Lógicamente, no esperaba respuesta alguna, pero observaba cómo él tensionaba
todos los músculos de su menudo cuerpo, como tratando de encontrar la voz
dentro de cualquier costilla. En cualquier caso, tenía claro que nunca me
respondería y eso fue lo que les dije a mis hijas. Como siempre, mi hija mayor
había tomado la palabra: “le hablas como si fuera papá”. Tuve que seleccionar
muy bien mi respuesta, y ser extremadamente cuidadosa en las formas, ya que a
cierta edad los hijos se vuelven muy hipocondriacos acerca de la salud de sus
progenitores, y son capaces de detectar más enfermedades que los médicos de
cabecera más escrutadores. Zanjé el debate con una de esas frases que una
anciana no sabe pronunciar sin pensar en el Alzheimer: “lo sé, hija mía,
todavía no estoy tonta perdida”. Recuerdo que cuando se marcharon, le pregunté
a Pedro si le había gustado mi respuesta y él había sacado la lengua.
En
el fondo, mis hijas estaban orgullosas de su regalo, y por eso no habían
insistido mucho más. Solo me miraban asustadas de vez en cuando. Sabían que yo
estaba muy contenta con Pedro, eran conscientes de que su experimento había
sido un rotundo éxito, y que eso les permitía visitarme cada vez con menos
frecuencia. Como cuando su padre vivía sobre dos patas. A veces tengo la
impresión de que mis hijas temen más el ocaso que la noche.
Pedro
siguió con sus progresos y, para cuando volvió el verano a nuestras vidas, ya sabía
nadar en el agua fría de la bañera y había aprendido a elegir su corte de pelo
favorito. Yo le había cosido varios bañadores a partir de los que había
encontrado en su armario. Mi vecina los había visto en una ocasión y me había
animado a montar un Zara canino. Lo hubiera hecho de buen gusto si Pedro
hubiera sido capaz de firmar los contratos, porque yo detesto el papeleo. Como
no podía ser de otra manera, fue en verano cuando Pedro pronunció sus primeras
palabras. “Has conseguido volver a hablar, ¿por qué has tardado tanto?”, le
inquirí yo.

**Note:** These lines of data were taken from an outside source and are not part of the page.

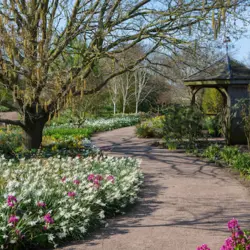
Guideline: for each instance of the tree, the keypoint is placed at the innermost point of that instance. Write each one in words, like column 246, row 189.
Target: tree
column 142, row 89
column 113, row 88
column 49, row 48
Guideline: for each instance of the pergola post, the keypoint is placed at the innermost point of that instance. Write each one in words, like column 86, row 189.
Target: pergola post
column 232, row 79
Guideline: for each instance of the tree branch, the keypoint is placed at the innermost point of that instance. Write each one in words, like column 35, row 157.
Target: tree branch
column 12, row 122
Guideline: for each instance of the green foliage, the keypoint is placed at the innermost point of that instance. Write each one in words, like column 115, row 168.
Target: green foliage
column 65, row 139
column 212, row 101
column 212, row 152
column 57, row 199
column 229, row 154
column 212, row 124
column 151, row 128
column 183, row 125
column 243, row 107
column 242, row 163
column 59, row 133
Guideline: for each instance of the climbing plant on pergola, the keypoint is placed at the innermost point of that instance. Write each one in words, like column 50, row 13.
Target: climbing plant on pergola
column 49, row 48
column 231, row 78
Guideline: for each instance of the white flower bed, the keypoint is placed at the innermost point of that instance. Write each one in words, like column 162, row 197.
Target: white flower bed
column 49, row 200
column 104, row 124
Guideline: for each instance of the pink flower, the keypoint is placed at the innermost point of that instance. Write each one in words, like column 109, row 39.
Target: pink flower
column 41, row 204
column 77, row 182
column 99, row 177
column 203, row 247
column 228, row 245
column 233, row 224
column 91, row 177
column 48, row 219
column 13, row 220
column 71, row 194
column 11, row 200
column 96, row 183
column 111, row 178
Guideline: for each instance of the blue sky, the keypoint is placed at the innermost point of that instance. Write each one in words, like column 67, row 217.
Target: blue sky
column 241, row 50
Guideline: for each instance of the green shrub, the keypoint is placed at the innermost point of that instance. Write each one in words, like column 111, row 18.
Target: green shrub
column 151, row 128
column 242, row 163
column 62, row 132
column 212, row 125
column 229, row 154
column 183, row 125
column 212, row 152
column 44, row 202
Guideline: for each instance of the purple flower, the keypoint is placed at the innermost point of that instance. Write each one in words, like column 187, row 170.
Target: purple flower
column 77, row 182
column 11, row 200
column 111, row 178
column 91, row 177
column 99, row 177
column 41, row 204
column 228, row 245
column 233, row 224
column 13, row 220
column 48, row 219
column 71, row 194
column 203, row 247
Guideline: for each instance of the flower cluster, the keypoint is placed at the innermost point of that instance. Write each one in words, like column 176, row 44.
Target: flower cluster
column 11, row 201
column 203, row 247
column 44, row 201
column 238, row 240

Y el muy sinvergüenza me contestó: “no quise decir nada hasta poder
decir ‘te quiero’”. No tuve duda entonces de que era mi Pedro quien moraba
aquella diminuta bola de pelo. Esa tarde la pasamos tumbados en el sofá viendo
fútbol… Y mientras él celebraba los goles de su Real Madrid, yo no dejaba de
pensar “a ver cómo les explico a mis hijas que su padre ha regresado. Antes las
convencería de que ha nevado en verano.”